Explanation for the algorithm to generate the 3D model and the distance fields of the 2D slides for the tongue data:
The whole Algorithm to generate the volume.vol from which we generate the distance field images and the 3D .smf model :
1) Read the 2D input contour images (30 slides in case of tongue data) and form a 3D volume dataset. The dataset indicates the 3D coordinates of all the data points read from the input contour images.
2) From the input images also read the input/output information of each of the points, -1 indicating an outside point, 0 indicating a point on the contour, and 1 indicating a point within the closed contour. Store these values in a file (name it Inside_Outside).
3) If provided a Z-scale, multiply the Z-values of the 3D volume dataset (that we received from Step 1) to generate a Z-scaled volume dataset. (So if the Z values are from 0 to 29 in the original dataset, and the Z-scale is 8, then they would now be from 0 to 233 (29*8+1). This is our DATA file that we would provide to the ANN library for computing shortest distance.
4) Reading the DATA file, we calculate the coordinates of the end points of the Bounding Box. The end points are the minimum and maximum values present in the X and Y axes, thus producing the ends of the Bounding Box. So lets say the Bounding Box of the Z-scaled contours has coordinates from (X1, Y1, Z1) to (X2, Y2, Z2). (X1, Y1,Z1) is the BoundingBoxOrigin.
5) User provides a padding parameter and a resolution parameter.
6) We create a QUERY file such that it contains coordinates starting from ((X1, Y1, Z1) - (PAD/RES) * (1,1,1)) till ((X2, Y2, Z2) + (PAD/RES) * (1, 1, 1)). Sampling is done at every 1/RES point. This is the Query File that we will send to the ANN library for shortest distance calculation.
7) To generate the inside/outside information for each of the Query points, we use trilinear interpolation on the values stored in modified Inside/Outside file. The modified Inside/Outside file is the original Inside/Outside file plus the PAD where each PAD point is considered as an outside point (with the value -1). Interpolation is again done at every 1/RES point. Let us store these values in a file called Interpolated_Inside_outside. These values are not just 0, 1, -1 but are double values that lie in between -1 and +1. The total number of these points is exactly equal to the QUERY points that we have.

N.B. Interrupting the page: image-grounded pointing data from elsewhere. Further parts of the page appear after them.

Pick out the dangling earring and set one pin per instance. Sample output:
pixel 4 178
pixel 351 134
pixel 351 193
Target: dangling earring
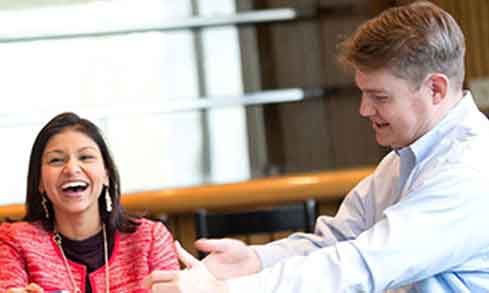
pixel 108 200
pixel 44 203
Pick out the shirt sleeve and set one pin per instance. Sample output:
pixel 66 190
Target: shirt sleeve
pixel 352 218
pixel 163 255
pixel 12 264
pixel 422 235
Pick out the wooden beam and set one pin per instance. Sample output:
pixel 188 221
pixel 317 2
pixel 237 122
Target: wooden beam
pixel 327 185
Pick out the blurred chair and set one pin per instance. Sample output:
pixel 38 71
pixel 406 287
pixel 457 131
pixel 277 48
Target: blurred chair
pixel 299 216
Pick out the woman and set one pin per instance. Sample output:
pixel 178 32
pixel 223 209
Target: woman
pixel 75 235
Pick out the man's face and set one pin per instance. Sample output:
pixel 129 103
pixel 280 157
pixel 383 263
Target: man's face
pixel 400 113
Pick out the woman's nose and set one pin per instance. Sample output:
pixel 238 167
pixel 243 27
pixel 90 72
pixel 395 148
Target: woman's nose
pixel 72 167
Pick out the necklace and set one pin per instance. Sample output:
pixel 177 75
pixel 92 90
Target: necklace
pixel 57 239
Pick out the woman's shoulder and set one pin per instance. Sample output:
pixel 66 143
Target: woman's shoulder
pixel 22 229
pixel 147 225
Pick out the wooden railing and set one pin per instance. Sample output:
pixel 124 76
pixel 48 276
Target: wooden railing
pixel 328 185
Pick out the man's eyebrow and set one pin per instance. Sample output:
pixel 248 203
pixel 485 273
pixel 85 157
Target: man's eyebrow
pixel 374 91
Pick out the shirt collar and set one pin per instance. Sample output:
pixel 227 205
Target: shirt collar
pixel 422 146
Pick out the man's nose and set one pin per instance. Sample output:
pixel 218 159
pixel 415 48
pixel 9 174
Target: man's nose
pixel 366 107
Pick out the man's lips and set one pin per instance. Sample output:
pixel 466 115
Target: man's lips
pixel 379 125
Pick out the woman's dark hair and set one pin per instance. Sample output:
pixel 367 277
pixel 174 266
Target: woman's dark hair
pixel 117 219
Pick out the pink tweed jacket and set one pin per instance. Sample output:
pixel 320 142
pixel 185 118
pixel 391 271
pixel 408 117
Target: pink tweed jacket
pixel 29 254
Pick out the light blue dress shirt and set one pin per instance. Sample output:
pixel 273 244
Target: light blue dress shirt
pixel 419 223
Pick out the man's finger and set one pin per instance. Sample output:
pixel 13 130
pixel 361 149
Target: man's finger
pixel 159 276
pixel 214 245
pixel 187 259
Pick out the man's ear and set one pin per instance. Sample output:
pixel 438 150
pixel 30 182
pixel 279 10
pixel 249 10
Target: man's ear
pixel 438 87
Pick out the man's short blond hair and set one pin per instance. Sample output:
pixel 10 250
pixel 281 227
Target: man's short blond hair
pixel 411 41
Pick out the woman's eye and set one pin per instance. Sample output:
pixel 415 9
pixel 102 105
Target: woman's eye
pixel 86 157
pixel 55 161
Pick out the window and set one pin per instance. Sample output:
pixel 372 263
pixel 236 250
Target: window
pixel 123 82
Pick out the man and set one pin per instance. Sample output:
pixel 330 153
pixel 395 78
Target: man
pixel 417 224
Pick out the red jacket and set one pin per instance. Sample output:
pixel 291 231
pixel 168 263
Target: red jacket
pixel 28 254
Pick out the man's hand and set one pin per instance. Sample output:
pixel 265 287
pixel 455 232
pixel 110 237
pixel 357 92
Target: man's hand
pixel 194 279
pixel 228 258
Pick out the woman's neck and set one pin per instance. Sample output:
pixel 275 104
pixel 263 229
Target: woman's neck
pixel 78 228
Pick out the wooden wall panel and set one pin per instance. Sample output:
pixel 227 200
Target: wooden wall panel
pixel 473 17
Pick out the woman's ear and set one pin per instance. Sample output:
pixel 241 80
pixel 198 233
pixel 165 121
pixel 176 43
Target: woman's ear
pixel 40 188
pixel 106 179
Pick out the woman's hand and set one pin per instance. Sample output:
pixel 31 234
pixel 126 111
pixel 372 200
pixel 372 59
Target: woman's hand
pixel 194 279
pixel 31 288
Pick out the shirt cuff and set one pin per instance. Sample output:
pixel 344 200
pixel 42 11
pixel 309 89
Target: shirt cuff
pixel 269 254
pixel 244 284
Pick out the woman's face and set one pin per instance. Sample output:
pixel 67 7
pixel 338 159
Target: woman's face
pixel 73 174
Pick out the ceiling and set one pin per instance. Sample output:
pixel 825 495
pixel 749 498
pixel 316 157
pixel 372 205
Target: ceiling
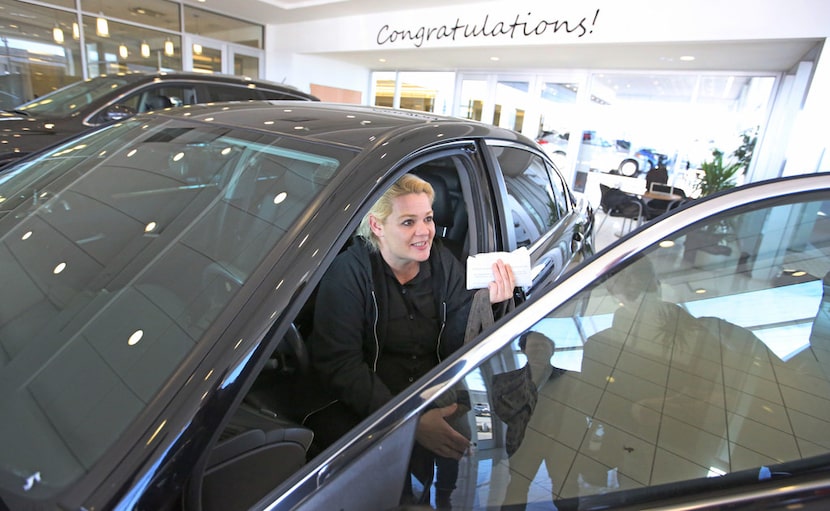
pixel 742 56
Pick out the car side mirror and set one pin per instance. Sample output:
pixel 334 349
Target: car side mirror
pixel 118 112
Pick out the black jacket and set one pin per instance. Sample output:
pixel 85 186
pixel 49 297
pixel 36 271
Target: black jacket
pixel 350 322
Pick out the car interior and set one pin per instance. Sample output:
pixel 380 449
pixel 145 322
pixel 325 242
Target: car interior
pixel 265 441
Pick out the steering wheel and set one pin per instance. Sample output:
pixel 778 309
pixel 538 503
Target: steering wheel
pixel 291 355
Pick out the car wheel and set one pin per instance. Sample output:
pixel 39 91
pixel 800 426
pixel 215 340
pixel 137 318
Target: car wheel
pixel 629 167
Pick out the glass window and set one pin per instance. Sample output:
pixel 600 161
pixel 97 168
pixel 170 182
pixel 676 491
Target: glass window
pixel 223 28
pixel 511 99
pixel 129 48
pixel 426 92
pixel 152 13
pixel 533 204
pixel 703 356
pixel 40 52
pixel 207 59
pixel 245 65
pixel 471 104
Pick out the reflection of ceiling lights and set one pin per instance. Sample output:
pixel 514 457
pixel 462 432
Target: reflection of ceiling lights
pixel 143 11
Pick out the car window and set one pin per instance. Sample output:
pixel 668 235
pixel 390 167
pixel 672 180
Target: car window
pixel 272 94
pixel 74 97
pixel 533 205
pixel 220 92
pixel 703 357
pixel 103 312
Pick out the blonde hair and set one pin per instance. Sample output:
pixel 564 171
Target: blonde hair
pixel 407 184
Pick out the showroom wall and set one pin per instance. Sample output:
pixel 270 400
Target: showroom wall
pixel 801 99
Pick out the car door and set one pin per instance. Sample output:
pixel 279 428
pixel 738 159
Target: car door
pixel 686 367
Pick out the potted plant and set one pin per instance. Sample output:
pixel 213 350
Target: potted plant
pixel 716 242
pixel 716 176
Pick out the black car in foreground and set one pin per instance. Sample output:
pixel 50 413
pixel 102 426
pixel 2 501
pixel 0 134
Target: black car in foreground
pixel 159 273
pixel 104 99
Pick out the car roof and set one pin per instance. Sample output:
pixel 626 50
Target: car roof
pixel 356 126
pixel 138 77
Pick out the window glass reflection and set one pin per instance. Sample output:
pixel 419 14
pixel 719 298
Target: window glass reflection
pixel 707 355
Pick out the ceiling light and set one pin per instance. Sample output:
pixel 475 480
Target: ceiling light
pixel 57 34
pixel 101 26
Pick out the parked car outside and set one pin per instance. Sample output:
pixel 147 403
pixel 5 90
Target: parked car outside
pixel 648 159
pixel 104 99
pixel 160 275
pixel 482 409
pixel 596 154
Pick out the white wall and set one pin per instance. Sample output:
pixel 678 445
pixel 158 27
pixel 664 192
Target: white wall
pixel 797 147
pixel 301 70
pixel 603 21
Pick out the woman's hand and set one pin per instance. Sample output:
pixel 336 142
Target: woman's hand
pixel 501 288
pixel 437 436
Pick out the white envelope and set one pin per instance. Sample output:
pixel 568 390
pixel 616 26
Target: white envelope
pixel 480 267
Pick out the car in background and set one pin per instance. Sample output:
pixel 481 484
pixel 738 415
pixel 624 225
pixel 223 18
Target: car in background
pixel 596 154
pixel 648 159
pixel 481 409
pixel 161 275
pixel 104 99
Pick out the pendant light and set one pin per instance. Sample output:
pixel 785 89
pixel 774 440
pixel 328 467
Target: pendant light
pixel 101 26
pixel 57 34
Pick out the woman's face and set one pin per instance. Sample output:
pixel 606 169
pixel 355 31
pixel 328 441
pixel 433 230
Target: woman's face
pixel 406 235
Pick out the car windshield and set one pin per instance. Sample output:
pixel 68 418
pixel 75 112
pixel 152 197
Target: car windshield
pixel 74 97
pixel 696 364
pixel 117 253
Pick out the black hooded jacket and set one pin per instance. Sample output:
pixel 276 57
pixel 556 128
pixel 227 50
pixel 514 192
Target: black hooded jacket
pixel 350 322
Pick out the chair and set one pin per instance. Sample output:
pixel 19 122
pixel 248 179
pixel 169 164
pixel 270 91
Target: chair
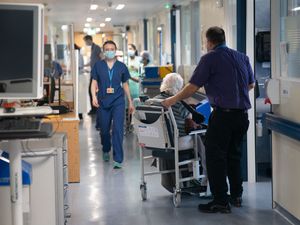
pixel 157 131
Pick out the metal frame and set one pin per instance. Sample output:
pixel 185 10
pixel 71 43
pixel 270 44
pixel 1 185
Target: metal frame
pixel 194 161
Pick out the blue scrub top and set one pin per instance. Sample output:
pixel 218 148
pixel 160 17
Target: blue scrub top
pixel 120 74
pixel 226 75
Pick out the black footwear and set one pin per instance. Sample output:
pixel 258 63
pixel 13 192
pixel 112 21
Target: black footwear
pixel 214 207
pixel 236 202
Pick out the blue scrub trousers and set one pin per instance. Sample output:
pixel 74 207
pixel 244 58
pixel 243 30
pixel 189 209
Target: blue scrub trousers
pixel 112 116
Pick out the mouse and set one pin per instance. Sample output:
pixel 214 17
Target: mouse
pixel 9 110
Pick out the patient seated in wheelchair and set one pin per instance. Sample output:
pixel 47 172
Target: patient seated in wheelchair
pixel 171 85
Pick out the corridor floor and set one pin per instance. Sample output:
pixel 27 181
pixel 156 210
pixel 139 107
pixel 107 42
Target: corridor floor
pixel 112 197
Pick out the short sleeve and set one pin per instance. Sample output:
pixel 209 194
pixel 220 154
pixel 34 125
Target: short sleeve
pixel 202 72
pixel 94 72
pixel 125 74
pixel 250 72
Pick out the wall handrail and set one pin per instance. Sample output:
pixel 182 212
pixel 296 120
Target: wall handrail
pixel 283 126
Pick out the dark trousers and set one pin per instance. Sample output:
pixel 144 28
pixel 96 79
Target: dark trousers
pixel 94 109
pixel 223 154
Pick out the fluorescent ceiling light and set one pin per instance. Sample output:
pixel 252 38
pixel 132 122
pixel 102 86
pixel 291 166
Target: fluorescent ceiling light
pixel 64 27
pixel 93 7
pixel 296 9
pixel 120 6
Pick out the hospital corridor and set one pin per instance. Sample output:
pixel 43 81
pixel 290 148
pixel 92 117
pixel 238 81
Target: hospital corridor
pixel 107 196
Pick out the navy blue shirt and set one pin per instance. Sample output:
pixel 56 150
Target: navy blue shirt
pixel 226 75
pixel 120 74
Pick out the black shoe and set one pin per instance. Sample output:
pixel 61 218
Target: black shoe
pixel 236 202
pixel 213 207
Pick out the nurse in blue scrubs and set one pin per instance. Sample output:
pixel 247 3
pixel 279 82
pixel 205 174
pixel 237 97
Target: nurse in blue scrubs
pixel 110 83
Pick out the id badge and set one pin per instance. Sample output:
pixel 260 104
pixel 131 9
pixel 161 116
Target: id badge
pixel 110 90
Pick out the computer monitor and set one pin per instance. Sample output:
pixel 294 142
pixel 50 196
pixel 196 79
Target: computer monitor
pixel 22 50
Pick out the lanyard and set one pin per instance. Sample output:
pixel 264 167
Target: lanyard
pixel 110 74
pixel 220 46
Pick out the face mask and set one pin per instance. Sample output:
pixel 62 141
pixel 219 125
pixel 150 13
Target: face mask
pixel 131 53
pixel 110 54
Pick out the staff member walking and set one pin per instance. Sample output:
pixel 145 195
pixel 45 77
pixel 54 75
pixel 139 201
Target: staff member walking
pixel 95 56
pixel 110 81
pixel 227 78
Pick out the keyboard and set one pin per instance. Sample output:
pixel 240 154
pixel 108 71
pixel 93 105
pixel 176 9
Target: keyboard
pixel 22 125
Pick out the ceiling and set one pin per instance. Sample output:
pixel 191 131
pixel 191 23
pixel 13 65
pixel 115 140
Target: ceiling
pixel 76 11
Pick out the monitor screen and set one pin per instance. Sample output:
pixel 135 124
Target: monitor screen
pixel 20 53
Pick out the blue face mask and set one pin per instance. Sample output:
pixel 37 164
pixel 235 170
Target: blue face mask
pixel 110 54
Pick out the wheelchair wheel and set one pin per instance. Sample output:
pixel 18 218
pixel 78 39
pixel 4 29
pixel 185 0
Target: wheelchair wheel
pixel 143 189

8) Now, we calculate the shortest distance using ANN library. We feed the ANN library with the DATA and QUERY files which return us an unsigned distance. We multiply this unsigned distance with the values stored at Interpolated_Inside_outside. We keep these calculated signed distances in a 3D double array. Then we feed it to BreenVolume to generate the Volume.vol.
[BreenVolume* vol = NULL;
vol = new BreenVolume ("volume.vol", COLUMNS, ROWS, DEPTH);]
9) Running Marching Cubes on Volume.vol we generate the Volume.smf files.
10) We generate the Distance Images from Volume.vol using Ilya's code.
Dist = setUnNormalizedPixel (xpoints[i], ypoints[i], distance[i]) is calculated for a particular i, where I starts from 0 and goes till (row*column) of a particular slide. The distance[i] is signed.
setUnNormalizedPixel (c, r, val) {
image.pixelColor(c, r, ColorGray(normalize(val, -max_dist, max_dist)));
}
normalize(double num, double min, double max){
if(num < min) return 0;
if(num > max) return 1;
return (num-min)/(max-min);
}
11) To generate the contour images, we first make all +ve points white and all non positive points black. Then we use Edge Detect function of ImageMagick to generate the edge. It represents those points where +ve meets -ve.